His sense of indiscretion was gone.
He opened the war out to me—as every one sees it now. Only that morning it was astonishing. He sat there on the ground, absurdly forgetful of his bare and swollen foot, treating me as the humblest accessory and as altogether an equal, talking out to himself the great obsessions of his mind. “We could have prevented it! Any of us who chose to speak out could have prevented it. A little decent frankness. What was there to prevent us being frank with one another? Their emperor—his position was a pile of ridiculous assumptions, no doubt, but at bottom—he was a sane man.” He touched off the emperor in a few pithy words, the German press, the German people, and our own. He put it as we should put it all now, but with a certain heat as of a man half guilty and wholly resentful. “Their damned little buttoned-up professors!” he cried, incidentally. “Were there ever such men? And ours! Some of us might have taken a firmer line. . . . If a lot of us had taken a firmer line and squashed that nonsense early. . . .”
He lapsed into inaudible whisperings, into silence. . . .
I stood regarding him, understanding him, learning marvelously from him. It is a fact that for the best part of the morning of the Change I forgot Nettie and Verrall as completely as though they were no more than characters in some novel that I had put aside to finish at my leisure, in order that I might talk to this man.
“Eh, well,” he said, waking startlingly from his thoughts. “Here we are awakened! The thing can’t go on now; all this must end. How it ever began------! My dear boy, how did all those things ever begin? I feel like a new Adam. . . . Do you think this has happened—generally?
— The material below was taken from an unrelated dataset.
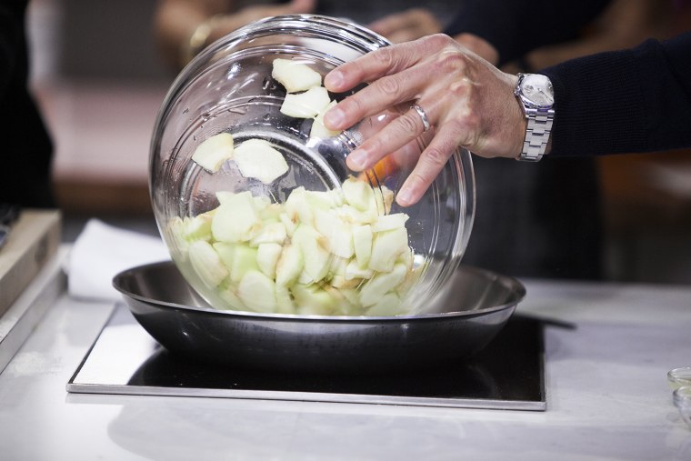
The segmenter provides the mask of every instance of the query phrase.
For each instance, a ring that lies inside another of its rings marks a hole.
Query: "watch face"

Or shall we find all these gnomes and things? . . . Who cares?”
He made as if to rise, and remembered his ankle. He suggested I should help him as far as his bungalow. There seemed nothing strange to either of us that he should requisition my services or that I should cheerfully obey. I helped him bandage his ankle, and we set out, I his crutch, the two of us making up a sort of limping quadruped, along the winding lane toward the cliffs and the sea.
Section 6
His bungalow beyond the golf links was, perhaps, a mile and a quarter from the lane. We went down to the beach margin and along the pallid wave-smoothed sands, and we got along by making a swaying, hopping, tripod dance forward until I began to give under him, and then, as soon as we could, sitting down. His ankle was, in fact, broken, and he could not put it to the ground without exquisite pain. So that it took us nearly two hours to get to the house, and it would have taken longer if his butler-valet had not come out to assist me. They had found motor-car and chauffeur smashed and still at the bend of the road near the house, and had been on that side looking for Melmount, or they would have seen us before.